Our heroes have always been cowboys

We could write today about the end of the special legislative session and the 20-hour filibuster on the “Ford Bill” in the Senate. But what happens in the legislature is erroneously considered by too many people to be remote and abstract, not of interest unless it hits them personally in the stomach. So let us ponder something that will hit many Missourians just that way.

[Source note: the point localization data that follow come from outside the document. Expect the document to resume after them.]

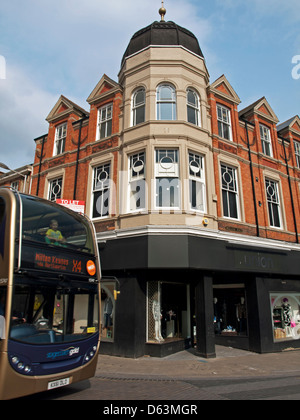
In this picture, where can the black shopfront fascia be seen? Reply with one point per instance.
(203, 262)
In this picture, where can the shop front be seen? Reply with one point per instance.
(193, 290)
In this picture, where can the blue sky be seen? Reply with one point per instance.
(54, 47)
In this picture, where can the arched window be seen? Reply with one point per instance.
(138, 106)
(193, 107)
(166, 102)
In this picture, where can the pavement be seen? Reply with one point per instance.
(229, 362)
(184, 376)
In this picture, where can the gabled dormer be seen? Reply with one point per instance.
(105, 101)
(264, 118)
(290, 130)
(63, 109)
(61, 117)
(224, 101)
(105, 88)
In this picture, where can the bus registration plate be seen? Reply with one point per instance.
(58, 383)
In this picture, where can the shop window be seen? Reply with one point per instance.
(108, 311)
(168, 312)
(230, 310)
(285, 311)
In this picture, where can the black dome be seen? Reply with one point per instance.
(162, 33)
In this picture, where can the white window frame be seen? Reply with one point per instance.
(60, 139)
(55, 188)
(137, 181)
(101, 190)
(105, 116)
(167, 101)
(230, 188)
(197, 186)
(297, 153)
(167, 181)
(138, 107)
(224, 122)
(265, 137)
(194, 107)
(273, 202)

It is with a certain degree of sadness that we hear a Nebraska cable television company has paid $266,500 for the skin of a horse that’s been dead for 45 years.

It’s Trigger.

The taxidermist-mounted and preserved image of Roy Rogers’ great horse is one of the items from the Roy Rogers and Dale Evans Museum being sold by Christie’s Auction House in New York. The sale stated yesterday. It’s to end today.

It’s a sad event on several fronts. First, it’s the end of a Branson tourist attraction that couldn’t attract enough visitors even among the busloads of visitors who are demographically right for the museum. The museum moved from the California desert where Roy and Dale had set it up after they died.

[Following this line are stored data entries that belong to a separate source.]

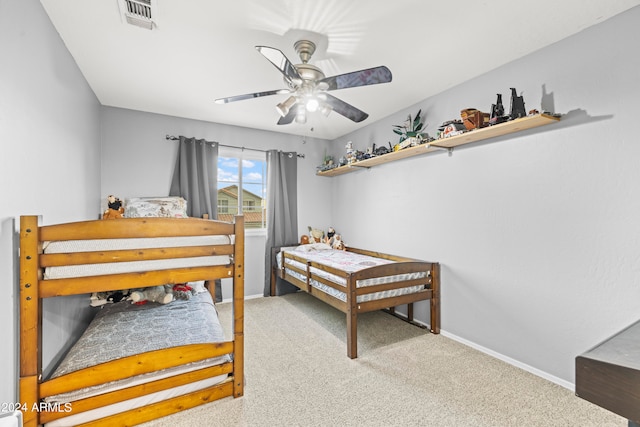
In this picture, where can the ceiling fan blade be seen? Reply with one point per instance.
(288, 118)
(347, 110)
(370, 76)
(250, 96)
(280, 61)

But it’s also sad because, doggone it, it’s Roy Rogers. And a hero should never be broken up and sold at auction.

However in an era where the public and the media fixates on things like Lindsay Lohan’s “fame” or Bristol and whatshisname deciding they’re in love after all, who cares anymore about Roy Rogers, the symbol of the ultimate in white hat goodness for generations that not only don’t care who Lindsey Lohan is and thinks it’s nice but hardly worth the breathless reporting that Bristol and whatshisname are serious now?

Well, a lot of people do. And they’re showing by the prices they’re paying for the memorabilia from the Roy Rogers and Dale Evans Museum, formerly of Branson that Roy Rogers will always be real and always be a hero to them.

Roy’s first boots have brought $7,500. His first acoustic guitar has brought $8,750. Dale’s Texas Star boots and hat and belt buckle also brought $8,750. Roy’s director’s chair has sold for $11,250. A set of his rodeo clothes sold for $10,625. Somebody has bought Roy’s Pontiac Bonneville for $254,500. Trigger, as we mentioned, is headed to RFD-TV for $266,500.

And Roy’s silver parade saddle—if you’re a Roy Rogers fan you’ve seen it in photos—has gone for $386,500.

The high regard for the things Roy Rogers stood for and for what he and Dale have meant to 20th century Americans (and citizens of the world, probably) is reflected in those prices that are often well above the original estimates sales figures. The estimate for the saddle, for instance, was $100-150,000. Christie’s had the same pre-sale estimate for Trigger.

As we write this, Buttermilk–Dale’s horse–has not been sold, nor has Bullet, the dog, or Nellybelle, Pat Brady’s eccentric jeep.

We’re sorry the museum will be gone. But the prices people are paying for the things that were in it proclaim the enduring value–and valueS—of Roy Rogers and Dale Evans.

Oh, we know that the world they presented in their films and television shows was a fantasy. But Roy Rogers and Dale Evans were and apparently still are more a reality to many people than anybody in today’s world of “reality” entertainment.